The participants had a metastatic prostate cancer, which are in advanced stage, with changes in the genes involved in the repair of an essential type of DNA defects, known as “Repair by homologous recombination” (HRR).
The homologous recombination is a natural process by which the cells repair the DNA ruptures using an identical or very similar copy of the DNA sequence as a model. Basically, the cell “copies” the intact genetic information on the pair chromosome to replace the damaged part. This mechanism is essential for maintaining the stability of the genome and preventing mutations that can lead to diseases, including cancer.
About a quarter of patients with advanced prostate cancer have such mutations, especially in BRCA1, BRCA2, Chek2 or PALB2 genes, which causes a more aggressive form of the disease and a rapid evolution under conventional treatments.
The results of the study showed that the addition of the Niraparib drug to standard therapy reduced the risk of tumor progression by 37% compared to AAP monotherapy, and in patients with BRCA1 or BRCA2 mutations, the risk reduction was 48%.
In addition, the period until the symptoms were aggravated was double for patients treated with the new combination of treatment, and the proportion of those with a significant deterioration of the symptoms decreased from 34% to 16%.
Although the general tendency indicates an increase in survival, the authors point out that a longer tracking is needed to confirm the benefit in life expectancy.

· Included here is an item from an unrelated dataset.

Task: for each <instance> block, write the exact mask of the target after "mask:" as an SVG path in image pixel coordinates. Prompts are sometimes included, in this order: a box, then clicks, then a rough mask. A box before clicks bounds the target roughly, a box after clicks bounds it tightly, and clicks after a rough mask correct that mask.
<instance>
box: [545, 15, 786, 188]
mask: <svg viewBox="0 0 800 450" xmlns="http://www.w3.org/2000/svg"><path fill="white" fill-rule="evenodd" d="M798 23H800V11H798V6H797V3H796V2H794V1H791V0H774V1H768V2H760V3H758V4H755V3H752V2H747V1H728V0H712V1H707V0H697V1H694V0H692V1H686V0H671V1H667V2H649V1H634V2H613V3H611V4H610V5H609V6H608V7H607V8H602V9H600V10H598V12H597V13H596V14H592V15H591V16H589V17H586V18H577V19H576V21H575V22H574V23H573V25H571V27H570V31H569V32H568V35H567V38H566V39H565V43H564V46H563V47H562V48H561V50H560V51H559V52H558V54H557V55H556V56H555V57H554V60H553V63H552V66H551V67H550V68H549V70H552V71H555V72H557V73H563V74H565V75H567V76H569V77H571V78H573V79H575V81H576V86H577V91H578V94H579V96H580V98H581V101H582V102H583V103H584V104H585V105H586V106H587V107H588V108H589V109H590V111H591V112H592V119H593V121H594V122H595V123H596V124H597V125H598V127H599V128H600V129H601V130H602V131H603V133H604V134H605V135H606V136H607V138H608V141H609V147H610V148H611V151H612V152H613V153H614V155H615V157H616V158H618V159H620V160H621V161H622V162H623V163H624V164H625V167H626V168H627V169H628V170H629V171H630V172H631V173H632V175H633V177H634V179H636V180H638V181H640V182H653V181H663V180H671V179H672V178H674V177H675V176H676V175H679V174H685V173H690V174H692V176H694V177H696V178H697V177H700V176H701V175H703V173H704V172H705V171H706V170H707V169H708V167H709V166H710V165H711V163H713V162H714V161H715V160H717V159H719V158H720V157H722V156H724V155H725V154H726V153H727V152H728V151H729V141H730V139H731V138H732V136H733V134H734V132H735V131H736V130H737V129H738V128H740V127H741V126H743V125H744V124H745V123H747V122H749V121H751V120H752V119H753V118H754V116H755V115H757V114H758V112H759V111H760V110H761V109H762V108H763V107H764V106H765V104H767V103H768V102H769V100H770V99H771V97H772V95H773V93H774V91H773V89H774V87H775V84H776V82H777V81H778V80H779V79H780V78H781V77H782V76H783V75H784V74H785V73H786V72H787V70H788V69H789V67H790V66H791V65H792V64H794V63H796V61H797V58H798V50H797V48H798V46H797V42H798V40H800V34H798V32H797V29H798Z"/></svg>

Professor Gerhardt Attard, the study coordinator, explained that patients with HRR mutations are a distinct, weaker therapeutic response to standard treatments.
“The combination of treatment with Niraparib delays the recurrence (relapse) of the disease and, most likely, significantly prolongs the lifespan. The results support genomic testing and the targeted use of therapy where the benefit is maximum,” he said, quoted in a statement.
The treatment was generally well tolerated, but adverse reactions, in particular anemia and hypertension, were more common in patients in the Nirapaib group. About a quarter of them required blood transfusions. The number of deaths related to treatment was slightly higher in the group that received the new treatment combination (14 compared to 7 in the placebo group), but the general treatment rate has remained low.
The authors emphasize that these results open the way for a personalized approach in the treatment of advanced prostate cancer, but an additional evaluation of long -term benefits, and the impact of extended genetic test and new imaging techniques.
Prostate cancer is the most common form of cancer in men. Worldwide, about 1.5 million cases are diagnosed annually, and in the United Kingdom over 56,000 men receive this diagnosis every year, of which about 12,000 lose their lives due to the disease. The results of the study bring a promising perspective for patients who have so far had few effective therapeutic options.